Suppose that $f:\Bbb C\to \Bbb C$ is entire, and denote by $u,v$ two functions $\Bbb R^2 \to \Bbb R$ such that $$f(x+iy)=u(x,y)+iv(x,y),$$ $\forall x,y \in \Bbb R$

Part (a) Show that if u is constant, then f is constant.

My attempt If $u(x,y)$ is constant then $\frac{\partial u}{\partial x}=0$ and $\frac{\partial u}{\partial y}=0$ therefore the riemann cauchy equations $\frac{\partial u}{\partial x}=\frac{\partial v}{\partial y}=0$ and $\frac{\partial u}{\partial y}=-\frac{\partial v}{\partial x}$ therefore $v(x,y)$ must also be constant which in turn means that f has to be constant, since $u(x,y),v(x,y)$ are constant Can anyone confirm if my approach for part (a) is correct?

Part (b)

Show that the function $z\mapsto \overline {f(\bar{z})}$ is entire.

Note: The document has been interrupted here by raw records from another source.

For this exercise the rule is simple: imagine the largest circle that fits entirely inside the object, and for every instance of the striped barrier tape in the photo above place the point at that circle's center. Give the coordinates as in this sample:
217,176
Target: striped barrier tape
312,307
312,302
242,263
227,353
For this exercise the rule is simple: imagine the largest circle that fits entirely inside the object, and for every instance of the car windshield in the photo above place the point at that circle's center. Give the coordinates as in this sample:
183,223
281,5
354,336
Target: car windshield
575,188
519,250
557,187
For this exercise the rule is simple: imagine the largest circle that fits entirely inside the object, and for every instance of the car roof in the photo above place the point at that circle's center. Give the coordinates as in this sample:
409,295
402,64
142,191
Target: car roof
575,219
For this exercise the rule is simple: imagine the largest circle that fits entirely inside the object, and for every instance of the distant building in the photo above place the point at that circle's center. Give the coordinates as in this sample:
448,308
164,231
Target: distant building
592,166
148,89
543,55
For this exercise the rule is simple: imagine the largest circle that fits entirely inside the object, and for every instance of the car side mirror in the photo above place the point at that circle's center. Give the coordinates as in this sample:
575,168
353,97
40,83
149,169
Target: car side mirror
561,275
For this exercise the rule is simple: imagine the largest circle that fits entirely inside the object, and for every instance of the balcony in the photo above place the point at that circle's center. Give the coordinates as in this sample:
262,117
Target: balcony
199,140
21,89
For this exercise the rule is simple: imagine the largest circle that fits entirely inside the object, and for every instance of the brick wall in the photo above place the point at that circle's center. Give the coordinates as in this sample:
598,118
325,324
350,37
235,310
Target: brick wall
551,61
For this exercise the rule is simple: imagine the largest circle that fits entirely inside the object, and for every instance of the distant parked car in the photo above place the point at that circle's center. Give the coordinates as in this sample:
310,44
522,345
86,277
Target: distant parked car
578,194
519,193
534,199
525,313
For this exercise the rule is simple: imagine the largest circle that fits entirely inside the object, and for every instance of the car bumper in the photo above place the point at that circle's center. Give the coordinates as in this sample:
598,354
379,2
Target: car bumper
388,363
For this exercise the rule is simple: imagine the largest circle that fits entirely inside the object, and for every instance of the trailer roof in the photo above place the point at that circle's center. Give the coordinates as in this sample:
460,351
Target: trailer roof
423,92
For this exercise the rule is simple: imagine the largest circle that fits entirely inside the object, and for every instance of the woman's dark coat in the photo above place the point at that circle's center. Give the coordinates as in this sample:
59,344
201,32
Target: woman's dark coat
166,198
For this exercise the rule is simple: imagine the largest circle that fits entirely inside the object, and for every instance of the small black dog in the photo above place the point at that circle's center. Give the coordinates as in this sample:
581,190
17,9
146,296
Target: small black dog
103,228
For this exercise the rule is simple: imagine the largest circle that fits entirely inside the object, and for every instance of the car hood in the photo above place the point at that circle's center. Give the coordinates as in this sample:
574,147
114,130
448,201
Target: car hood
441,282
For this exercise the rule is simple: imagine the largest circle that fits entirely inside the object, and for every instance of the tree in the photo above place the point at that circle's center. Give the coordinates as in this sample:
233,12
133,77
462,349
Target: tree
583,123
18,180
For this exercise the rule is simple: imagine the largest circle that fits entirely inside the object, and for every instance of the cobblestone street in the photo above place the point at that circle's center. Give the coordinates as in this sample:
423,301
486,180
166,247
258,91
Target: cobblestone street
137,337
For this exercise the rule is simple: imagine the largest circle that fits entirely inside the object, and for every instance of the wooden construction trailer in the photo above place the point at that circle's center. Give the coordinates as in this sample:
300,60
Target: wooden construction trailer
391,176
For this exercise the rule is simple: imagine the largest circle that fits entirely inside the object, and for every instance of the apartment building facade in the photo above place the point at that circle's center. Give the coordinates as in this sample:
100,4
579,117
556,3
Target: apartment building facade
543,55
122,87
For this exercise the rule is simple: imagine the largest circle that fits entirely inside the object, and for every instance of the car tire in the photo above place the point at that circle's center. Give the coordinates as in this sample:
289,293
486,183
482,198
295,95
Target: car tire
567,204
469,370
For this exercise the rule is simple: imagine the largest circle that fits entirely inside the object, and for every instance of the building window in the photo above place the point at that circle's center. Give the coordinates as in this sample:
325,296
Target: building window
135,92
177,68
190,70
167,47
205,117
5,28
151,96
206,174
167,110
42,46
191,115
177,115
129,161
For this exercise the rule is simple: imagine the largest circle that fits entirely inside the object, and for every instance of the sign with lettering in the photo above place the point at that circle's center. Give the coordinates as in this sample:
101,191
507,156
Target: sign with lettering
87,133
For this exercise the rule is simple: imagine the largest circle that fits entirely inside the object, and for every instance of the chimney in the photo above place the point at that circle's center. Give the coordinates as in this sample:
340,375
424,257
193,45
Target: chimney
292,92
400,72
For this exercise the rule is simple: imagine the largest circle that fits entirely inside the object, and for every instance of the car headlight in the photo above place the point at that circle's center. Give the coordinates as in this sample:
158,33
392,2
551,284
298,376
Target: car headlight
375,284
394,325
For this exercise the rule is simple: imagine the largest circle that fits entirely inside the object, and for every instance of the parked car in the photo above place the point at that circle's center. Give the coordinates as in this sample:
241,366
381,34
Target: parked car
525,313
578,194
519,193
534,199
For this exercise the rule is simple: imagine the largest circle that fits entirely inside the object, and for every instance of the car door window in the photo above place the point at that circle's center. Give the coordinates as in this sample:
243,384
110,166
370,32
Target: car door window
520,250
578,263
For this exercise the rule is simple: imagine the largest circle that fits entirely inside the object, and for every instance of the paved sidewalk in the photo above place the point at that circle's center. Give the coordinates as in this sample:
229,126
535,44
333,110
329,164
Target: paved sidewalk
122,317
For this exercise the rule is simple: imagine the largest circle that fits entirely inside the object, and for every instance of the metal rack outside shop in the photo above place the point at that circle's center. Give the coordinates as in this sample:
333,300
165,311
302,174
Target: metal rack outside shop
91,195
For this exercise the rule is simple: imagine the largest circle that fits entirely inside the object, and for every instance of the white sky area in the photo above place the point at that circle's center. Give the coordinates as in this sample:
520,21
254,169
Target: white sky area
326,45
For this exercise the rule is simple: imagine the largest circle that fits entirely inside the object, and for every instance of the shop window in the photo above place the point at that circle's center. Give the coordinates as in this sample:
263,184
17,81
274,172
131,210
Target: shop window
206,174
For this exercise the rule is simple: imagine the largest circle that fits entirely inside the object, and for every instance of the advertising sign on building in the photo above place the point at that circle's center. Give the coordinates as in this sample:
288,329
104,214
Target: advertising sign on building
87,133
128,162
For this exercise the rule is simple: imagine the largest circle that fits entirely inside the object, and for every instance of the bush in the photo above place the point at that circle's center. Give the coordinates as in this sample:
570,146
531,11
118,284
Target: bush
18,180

My attempt First calculating what $\overline {f(\bar{z})}$ looks like, $f(\bar {z})=u(x,y)-iv(x,-y)$ therefore $$\overline {f(\bar{z})}=-u(x,y)+iv(x,-y)$$ i tried next to check if this satisfies the riemann cauchy equations but they dont so maybe i've made a mistake in my working of calculating $\overline {f(\bar{z})}$

Part (c)

Let $D(0;1):=\{(x,y)\in \Bbb R^2:x+iy\in D(0;1)\}$ denote the open unit disk. Consider the function $g:D(0;1)\to \Bbb C$ defined by $$g(z):=\frac{1}{1-z}$$ $\forall z \in \Bbb C$ , we also denote $$E:=\{(x,y)\in \Bbb R^2:x+iy\in D(0;1)\}$$

The question is to find the functions $u,v:E\to \Bbb R$ such that $g(x+iy)=u(x,y)+iv(x,y)$ $\forall (x,y)\in E$ My attempt: $$g(z)=\frac{1}{1-z}=\frac{1}{1-(x+iy)}=\frac{1}{1-x-iy}$$ I have gotten stuck here can i split this fraction up to calculate $u(x,y)$,$v(x,y)$. Then show that $u(x,y)$ and $v(x,y)$ satisfies the riemann cauchy equations? would this be the end of the question or is this step not needed as it just asks to calculate $u(x,y)$ and $v(x,y)$

If anyone could go through this and tell me if I've made mistakes and if so where I've made the mistakes i would be extremely thankful.

Answer 1

Your argument for (a) is sound. For (b), I think you just have a sign error. You should get $$ \overline{f(\overline{x+iy})} = u(x,-y) - i v(x,-y) $$ Try checking the Cauchy-Riemann equations from there. (EDIT: For (b), see the other answer, which is better.) For (c), try "rationalizing" the denominator by multiplying by the complex conjugate over itself. $$ \frac{1}{1-x-iy} \left(\frac{1-x+iy}{1-x+iy}\right) = \ldots $$

Answer 2

(a) is ok. For (b) you can do $$\lim_{h \to 0} \frac{\overline{f(\overline{z+h})} - \overline{f(\overline{z})}}{h} = \mbox{fill the gap} = \overline{f'(\overline{z})}.$$For (c), use $$\frac{1}{1-z} = \frac{1-\overline{z}}{1-2\,{\rm Re}(z) +|z|^2},$$and now write $z = x+iy$. The denominator is real so you shouldn't have any trouble now.